Unit Tests written: Most agile developers write a lot of unit tests, test driven development creates even more tests(both of which create better quality code). So measuring a developer’s productivity by the number of tests they create must be good!
Actually, the observer effect kills this one dead. Telling a developer that they’ll be measured on the number of tests they write ensures they’ll create many tests with no respect to the quality of those tests. Our goal is not to ship tests, our goal is to ship working code, I’ll take fewer better tests than more crappy tests any day.

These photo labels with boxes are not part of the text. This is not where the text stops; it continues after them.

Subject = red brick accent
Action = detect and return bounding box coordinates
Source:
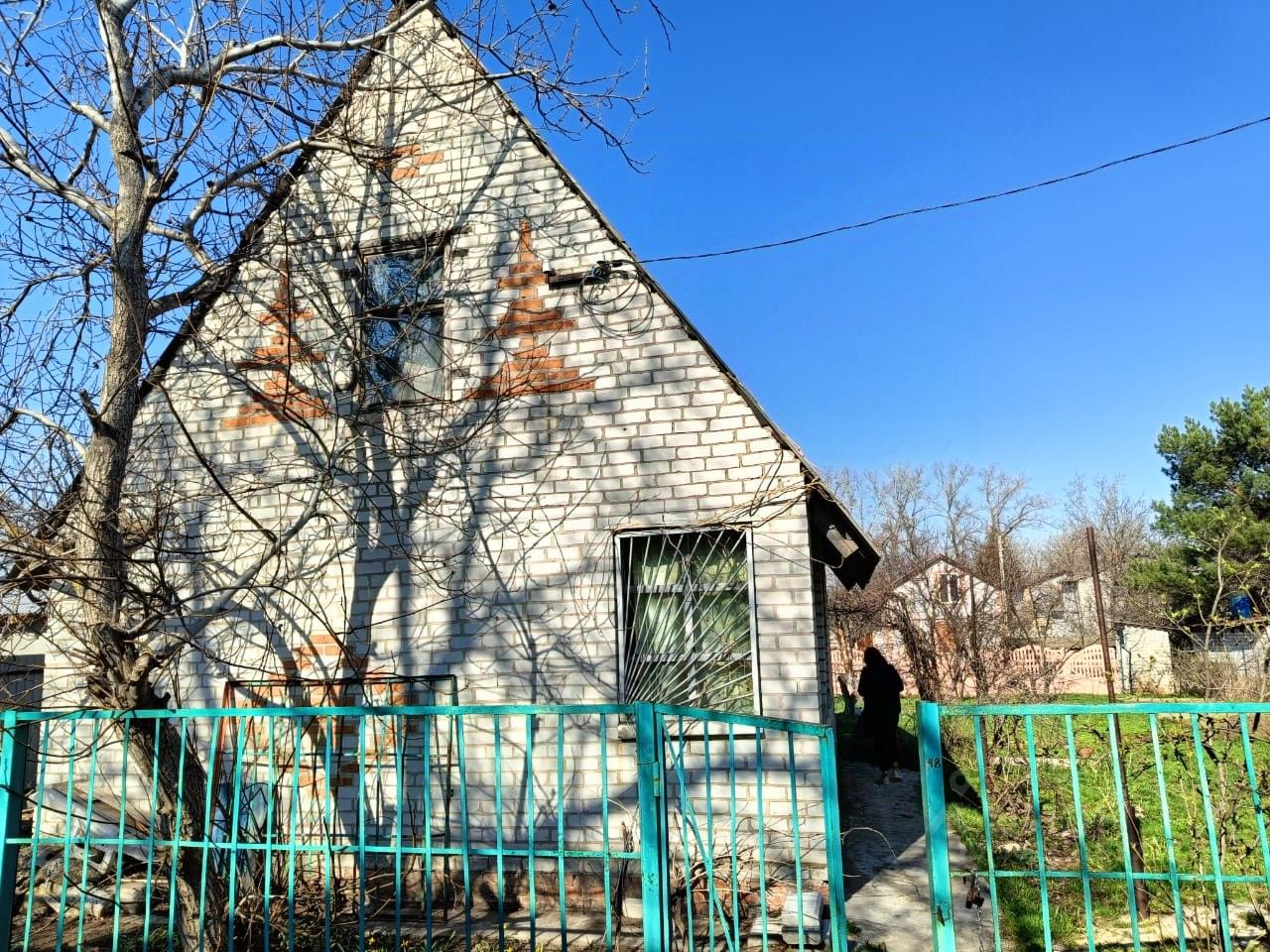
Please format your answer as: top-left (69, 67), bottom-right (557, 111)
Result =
top-left (221, 263), bottom-right (330, 429)
top-left (376, 144), bottom-right (445, 181)
top-left (467, 221), bottom-right (595, 400)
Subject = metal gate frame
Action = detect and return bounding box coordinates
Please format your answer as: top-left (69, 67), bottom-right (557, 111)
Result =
top-left (0, 702), bottom-right (847, 952)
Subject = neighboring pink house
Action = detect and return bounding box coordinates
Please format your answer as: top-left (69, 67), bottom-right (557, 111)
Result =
top-left (831, 556), bottom-right (1176, 697)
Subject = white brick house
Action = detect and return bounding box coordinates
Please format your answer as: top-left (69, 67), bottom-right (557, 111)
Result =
top-left (32, 3), bottom-right (877, 918)
top-left (27, 3), bottom-right (876, 720)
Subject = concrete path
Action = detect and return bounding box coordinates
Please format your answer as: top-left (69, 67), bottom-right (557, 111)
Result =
top-left (843, 763), bottom-right (992, 952)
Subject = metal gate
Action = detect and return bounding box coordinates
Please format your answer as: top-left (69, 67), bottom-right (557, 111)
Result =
top-left (0, 703), bottom-right (845, 952)
top-left (918, 702), bottom-right (1270, 952)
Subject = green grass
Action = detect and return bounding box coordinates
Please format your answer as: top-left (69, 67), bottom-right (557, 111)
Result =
top-left (943, 698), bottom-right (1270, 951)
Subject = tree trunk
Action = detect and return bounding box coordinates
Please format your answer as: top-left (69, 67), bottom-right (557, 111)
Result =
top-left (69, 5), bottom-right (228, 952)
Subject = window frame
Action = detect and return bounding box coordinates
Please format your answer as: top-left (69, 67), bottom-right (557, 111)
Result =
top-left (613, 525), bottom-right (763, 717)
top-left (355, 238), bottom-right (452, 408)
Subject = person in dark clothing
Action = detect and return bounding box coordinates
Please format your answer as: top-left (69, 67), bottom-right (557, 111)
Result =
top-left (857, 648), bottom-right (904, 783)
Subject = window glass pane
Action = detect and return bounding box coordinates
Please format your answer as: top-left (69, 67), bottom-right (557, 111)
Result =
top-left (364, 311), bottom-right (442, 400)
top-left (693, 532), bottom-right (745, 588)
top-left (696, 590), bottom-right (749, 656)
top-left (621, 530), bottom-right (754, 712)
top-left (631, 595), bottom-right (686, 657)
top-left (366, 249), bottom-right (442, 307)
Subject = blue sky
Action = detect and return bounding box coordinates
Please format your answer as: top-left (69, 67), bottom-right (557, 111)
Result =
top-left (558, 0), bottom-right (1270, 508)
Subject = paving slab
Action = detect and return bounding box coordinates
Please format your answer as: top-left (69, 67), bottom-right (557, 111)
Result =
top-left (842, 763), bottom-right (992, 952)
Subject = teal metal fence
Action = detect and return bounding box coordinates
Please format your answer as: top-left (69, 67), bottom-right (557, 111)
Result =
top-left (918, 702), bottom-right (1270, 952)
top-left (0, 703), bottom-right (845, 952)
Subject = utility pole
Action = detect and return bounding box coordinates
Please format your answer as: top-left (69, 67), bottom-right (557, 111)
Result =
top-left (1084, 526), bottom-right (1151, 915)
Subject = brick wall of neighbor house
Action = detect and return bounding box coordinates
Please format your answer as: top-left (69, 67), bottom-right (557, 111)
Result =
top-left (35, 7), bottom-right (828, 903)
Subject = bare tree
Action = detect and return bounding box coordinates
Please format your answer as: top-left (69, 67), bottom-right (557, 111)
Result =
top-left (0, 0), bottom-right (664, 949)
top-left (830, 463), bottom-right (1045, 698)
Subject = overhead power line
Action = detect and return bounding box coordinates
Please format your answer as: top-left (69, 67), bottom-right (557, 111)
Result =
top-left (640, 115), bottom-right (1270, 264)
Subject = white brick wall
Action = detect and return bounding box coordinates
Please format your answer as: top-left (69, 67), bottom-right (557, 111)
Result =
top-left (37, 11), bottom-right (853, 898)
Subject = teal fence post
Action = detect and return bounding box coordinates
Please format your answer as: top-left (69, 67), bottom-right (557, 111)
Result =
top-left (821, 727), bottom-right (847, 952)
top-left (635, 701), bottom-right (670, 952)
top-left (917, 701), bottom-right (956, 952)
top-left (0, 711), bottom-right (31, 949)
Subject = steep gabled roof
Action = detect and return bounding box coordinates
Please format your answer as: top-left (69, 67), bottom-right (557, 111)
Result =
top-left (42, 3), bottom-right (880, 588)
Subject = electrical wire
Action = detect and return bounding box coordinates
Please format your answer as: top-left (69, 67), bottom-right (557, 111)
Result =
top-left (640, 115), bottom-right (1270, 264)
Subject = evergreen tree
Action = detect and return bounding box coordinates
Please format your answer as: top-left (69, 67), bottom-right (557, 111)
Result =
top-left (1129, 387), bottom-right (1270, 632)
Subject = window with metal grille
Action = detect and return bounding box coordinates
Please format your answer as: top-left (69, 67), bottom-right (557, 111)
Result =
top-left (617, 530), bottom-right (756, 713)
top-left (362, 245), bottom-right (444, 401)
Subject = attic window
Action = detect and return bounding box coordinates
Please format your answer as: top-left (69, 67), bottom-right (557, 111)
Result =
top-left (361, 242), bottom-right (444, 403)
top-left (617, 530), bottom-right (756, 713)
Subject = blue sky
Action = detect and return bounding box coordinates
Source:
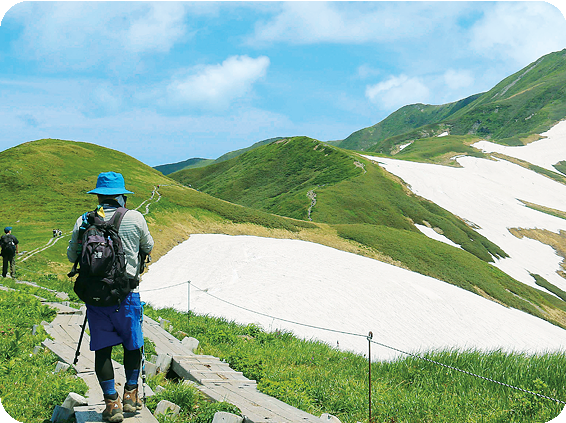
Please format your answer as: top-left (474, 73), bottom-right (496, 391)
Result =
top-left (0, 2), bottom-right (566, 166)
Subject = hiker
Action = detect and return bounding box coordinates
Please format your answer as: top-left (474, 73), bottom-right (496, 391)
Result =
top-left (67, 172), bottom-right (153, 422)
top-left (0, 226), bottom-right (19, 278)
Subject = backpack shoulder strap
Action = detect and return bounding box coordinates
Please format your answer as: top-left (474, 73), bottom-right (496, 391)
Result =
top-left (108, 207), bottom-right (128, 232)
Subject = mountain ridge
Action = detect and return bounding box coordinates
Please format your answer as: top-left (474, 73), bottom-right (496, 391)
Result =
top-left (339, 49), bottom-right (566, 155)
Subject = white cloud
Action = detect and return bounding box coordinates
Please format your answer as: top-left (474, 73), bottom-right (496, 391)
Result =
top-left (444, 69), bottom-right (474, 90)
top-left (357, 64), bottom-right (381, 79)
top-left (124, 2), bottom-right (187, 52)
top-left (470, 2), bottom-right (566, 66)
top-left (366, 75), bottom-right (430, 110)
top-left (167, 56), bottom-right (270, 110)
top-left (249, 1), bottom-right (468, 44)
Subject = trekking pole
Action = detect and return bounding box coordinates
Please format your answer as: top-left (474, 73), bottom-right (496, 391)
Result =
top-left (73, 312), bottom-right (87, 366)
top-left (140, 302), bottom-right (146, 406)
top-left (367, 331), bottom-right (373, 423)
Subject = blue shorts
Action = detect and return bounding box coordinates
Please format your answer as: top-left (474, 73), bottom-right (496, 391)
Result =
top-left (86, 292), bottom-right (143, 351)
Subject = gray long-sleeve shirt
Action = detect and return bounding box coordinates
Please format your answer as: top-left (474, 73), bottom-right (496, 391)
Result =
top-left (67, 204), bottom-right (153, 278)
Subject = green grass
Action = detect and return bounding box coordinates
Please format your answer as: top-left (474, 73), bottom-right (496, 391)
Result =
top-left (337, 225), bottom-right (566, 325)
top-left (170, 137), bottom-right (362, 219)
top-left (0, 291), bottom-right (86, 423)
top-left (339, 50), bottom-right (566, 161)
top-left (144, 309), bottom-right (566, 423)
top-left (531, 273), bottom-right (566, 301)
top-left (312, 159), bottom-right (507, 262)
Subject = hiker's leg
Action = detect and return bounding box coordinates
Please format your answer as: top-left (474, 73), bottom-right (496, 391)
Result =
top-left (124, 347), bottom-right (142, 390)
top-left (10, 256), bottom-right (16, 278)
top-left (122, 346), bottom-right (143, 413)
top-left (94, 347), bottom-right (118, 399)
top-left (2, 256), bottom-right (8, 278)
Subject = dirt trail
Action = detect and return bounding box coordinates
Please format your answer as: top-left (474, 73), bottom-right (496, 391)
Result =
top-left (19, 185), bottom-right (166, 262)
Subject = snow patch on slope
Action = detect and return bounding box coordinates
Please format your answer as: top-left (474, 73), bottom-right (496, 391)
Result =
top-left (140, 235), bottom-right (565, 360)
top-left (472, 121), bottom-right (566, 172)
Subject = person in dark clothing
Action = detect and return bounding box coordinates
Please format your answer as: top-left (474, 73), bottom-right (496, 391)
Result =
top-left (0, 226), bottom-right (19, 278)
top-left (67, 172), bottom-right (154, 423)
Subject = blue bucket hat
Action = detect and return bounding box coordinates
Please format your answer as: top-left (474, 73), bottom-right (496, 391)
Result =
top-left (87, 172), bottom-right (133, 195)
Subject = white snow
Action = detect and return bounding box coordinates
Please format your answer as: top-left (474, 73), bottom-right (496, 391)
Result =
top-left (472, 121), bottom-right (566, 172)
top-left (399, 141), bottom-right (413, 151)
top-left (140, 235), bottom-right (565, 359)
top-left (140, 123), bottom-right (566, 359)
top-left (366, 152), bottom-right (566, 290)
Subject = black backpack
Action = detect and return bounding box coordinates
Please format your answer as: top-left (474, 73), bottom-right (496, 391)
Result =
top-left (68, 207), bottom-right (133, 307)
top-left (0, 235), bottom-right (16, 257)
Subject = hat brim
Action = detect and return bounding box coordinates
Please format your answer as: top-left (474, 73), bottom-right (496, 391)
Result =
top-left (87, 188), bottom-right (133, 195)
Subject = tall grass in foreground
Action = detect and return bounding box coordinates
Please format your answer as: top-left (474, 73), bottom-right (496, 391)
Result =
top-left (0, 291), bottom-right (86, 423)
top-left (146, 307), bottom-right (566, 423)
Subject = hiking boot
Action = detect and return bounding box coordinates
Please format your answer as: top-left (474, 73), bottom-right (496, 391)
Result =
top-left (102, 397), bottom-right (124, 423)
top-left (124, 387), bottom-right (142, 413)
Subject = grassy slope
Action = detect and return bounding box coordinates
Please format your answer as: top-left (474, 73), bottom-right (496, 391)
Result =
top-left (154, 137), bottom-right (283, 175)
top-left (0, 140), bottom-right (316, 289)
top-left (339, 94), bottom-right (481, 151)
top-left (172, 138), bottom-right (566, 324)
top-left (0, 141), bottom-right (563, 423)
top-left (148, 309), bottom-right (566, 423)
top-left (170, 137), bottom-right (362, 219)
top-left (340, 50), bottom-right (566, 162)
top-left (153, 158), bottom-right (214, 175)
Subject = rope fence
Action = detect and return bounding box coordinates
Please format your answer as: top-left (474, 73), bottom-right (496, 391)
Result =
top-left (140, 281), bottom-right (566, 410)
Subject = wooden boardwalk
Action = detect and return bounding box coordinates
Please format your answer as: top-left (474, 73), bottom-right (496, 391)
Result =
top-left (143, 316), bottom-right (321, 423)
top-left (43, 303), bottom-right (321, 423)
top-left (42, 303), bottom-right (157, 423)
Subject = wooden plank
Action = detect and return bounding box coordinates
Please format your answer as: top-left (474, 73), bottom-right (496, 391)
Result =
top-left (198, 383), bottom-right (320, 423)
top-left (41, 339), bottom-right (94, 372)
top-left (75, 405), bottom-right (158, 423)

Individual Velocity: Once again the observer effect makes this a bad metric. If a developer knows he’s being individually graded on his performance and also knows that he only gets credit for the things he specifically works on then he’s actively discouraged from contributing to the group. He’s placed in the very un-agile situation of competing with his team rather than contributing to it.
In a perfect world an Agile team is collaborating, interacting, discussing and reviewing almost everything they do. This is a good thing for building quality software and solving problems fast but this level of interaction makes it nigh impossible to separate a person’s individual productivity from the group, so don’t try, you’ll simply hurt your team’s ability to make good software.
Team Velocity: This is one of the most misunderstood metrics in all of Scrum. A team’s velocity is unique to them. It simply can’t be compared to another team. Let’s say that team A estimates a certain amount of work at 50 pts for a sprint and team B estimates that same work at 150 pts for the same sprint. Now if both teams finish their sprint successfully then team A has a velocity of 50 pts and team B has a velocity of 150 pts. Which team is more productive? Neither. They both did the same amount of work.
This metric is particularly evil because it encourages teams to fudge the numbers on their estimates which can affect the team’s ability to plan their next sprint. If the team can’t properly plan a sprint then that puts your entire release in danger of shipping late.
For more about your Scrum team’s velocity, you can check out an earlier blog post I wrote.
Okay smart guy, what metrics should we use?
Glad you asked, we measure productivity by the working software we deliver. We measure actual output rather than contributing factors. This approach is more Agile because it frees the team to build software in whatever way can better contribute to their success rather than whatever way creates better metric scores. It’s also much more logical since working software is something that we can literally take to the bank (after it’s been sold of course).
So what are the actual new metrics?
Value Delivered: You’ll need your product owner for this. Ask him to give each user story a value that represents its impact to his stakeholders. You can enumerate this with an actual dollar amount or some arbitrary number of some kind. At the end of each sprint you’ll have a number that can tell you how much value you’ve delivered to your customers through the eyes of the product owner.
This metric does not measure performance, instead it measures impact. Ideally your product owner will prioritize higher value items towards the top of the backlog and thus each sprint will deliver the maximum value possible. If you’re working on a finite project with a definite end in sight, your sprints will start out very high value and gradually trend towards delivering less and less value as you get deeper into the backlog. At some point, the cost of development will eclipse the potential value of running another sprint, that’s typically a good time for the team to switch to a new product.
On Time Delivery: People sometimes tell me that Agile adoption failed at their company because they couldn’t give definite delivery dates to their clients. I don’t buy this. One thing that an Agile team should definitely be able to do is deliver software by a certain date. It’s possible that a few stories may not be implemented but those are typically the lowest value stories that would have the least amount of impact on the client. That being said, a team’s velocity should be reasonably steady, if it goes up or down it should do so gradually. Wild swings in velocity from sprint to sprint make long term planning harder to do.
Here’s the metric: if a team forecasts 5 stories for an upcoming sprint and they deliver 5 stories then they earn 2 points toward this metric. If they deliver 4 stories or they deliver less than 2 days early (pick your own number here) then they earn one point. If they deliver more than 2 days early or they only deliver 3 (out of 5) stories they earn no points. At the end of a quarter or the end of a release or the end of the year the team will be judged by how accurately they can forecast their sprints.
So what we’re measuring is value delivered to the customer and on time delivery of that software. Which are the only two real metrics you can literally cash checks with.